Bangunan khas Desa Sade, yang dikenal sebagai bale, memiliki atap ijuk dan struktur bambu tanpa paku, serta dinding anyaman bambu yang langsung beralaskan tanah. Keunikan ini menjadi daya tarik wisata yang meningkat sejak pembukaan Bandara Internasional Lombok Praya pada 2011.

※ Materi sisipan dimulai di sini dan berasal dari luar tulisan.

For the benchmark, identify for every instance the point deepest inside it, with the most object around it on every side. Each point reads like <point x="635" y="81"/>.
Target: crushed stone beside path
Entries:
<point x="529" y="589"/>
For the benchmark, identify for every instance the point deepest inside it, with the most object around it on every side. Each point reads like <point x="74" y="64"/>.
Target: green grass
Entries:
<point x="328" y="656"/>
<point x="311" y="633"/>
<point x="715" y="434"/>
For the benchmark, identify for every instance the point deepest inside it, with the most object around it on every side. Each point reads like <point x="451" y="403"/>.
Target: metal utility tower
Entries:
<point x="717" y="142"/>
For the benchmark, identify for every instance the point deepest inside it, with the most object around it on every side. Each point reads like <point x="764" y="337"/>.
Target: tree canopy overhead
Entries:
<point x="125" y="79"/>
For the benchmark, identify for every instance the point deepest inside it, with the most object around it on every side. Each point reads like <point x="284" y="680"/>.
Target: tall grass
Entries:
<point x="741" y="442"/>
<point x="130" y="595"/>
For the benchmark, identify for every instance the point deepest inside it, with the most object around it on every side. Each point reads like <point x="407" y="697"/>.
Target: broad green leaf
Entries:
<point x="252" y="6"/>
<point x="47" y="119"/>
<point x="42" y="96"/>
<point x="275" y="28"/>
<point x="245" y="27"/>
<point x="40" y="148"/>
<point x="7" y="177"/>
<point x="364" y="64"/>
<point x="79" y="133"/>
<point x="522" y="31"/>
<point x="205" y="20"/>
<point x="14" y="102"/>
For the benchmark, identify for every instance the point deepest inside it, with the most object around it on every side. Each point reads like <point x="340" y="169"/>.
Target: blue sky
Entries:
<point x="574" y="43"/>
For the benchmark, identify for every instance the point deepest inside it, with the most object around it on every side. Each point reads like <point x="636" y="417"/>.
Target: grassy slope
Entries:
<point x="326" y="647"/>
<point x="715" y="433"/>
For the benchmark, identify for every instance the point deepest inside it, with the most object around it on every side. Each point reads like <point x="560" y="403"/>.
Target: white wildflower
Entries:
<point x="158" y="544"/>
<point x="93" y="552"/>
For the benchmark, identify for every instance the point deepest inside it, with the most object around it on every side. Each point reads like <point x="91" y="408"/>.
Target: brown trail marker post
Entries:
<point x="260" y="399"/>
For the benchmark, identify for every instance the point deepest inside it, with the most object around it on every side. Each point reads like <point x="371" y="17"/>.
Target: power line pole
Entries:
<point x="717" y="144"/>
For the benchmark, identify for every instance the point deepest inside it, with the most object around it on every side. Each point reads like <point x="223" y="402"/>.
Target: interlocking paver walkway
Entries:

Menteri Pariwisata Widiyanti Putri Wardhana menegaskan perlunya rencana jangka panjang untuk rekonstruksi Desa Adat Sade. Rencana tersebut akan melibatkan kementerian, lembaga terkait, pemerintah daerah, mitra, serta masyarakat adat agar proses pemulihan sesuai dengan kebutuhan dan kearifan lokal.
Kementerian Pariwisata juga berkomitmen mendukung pemulihan ekosistem pariwisata, termasuk peningkatan kapasitas dan pemberdayaan masyarakat desa. Kerja sama dengan Politeknik Pariwisata Lombok dan pemerintah daerah sedang diupayakan untuk mempercepat proses rekonstruksi.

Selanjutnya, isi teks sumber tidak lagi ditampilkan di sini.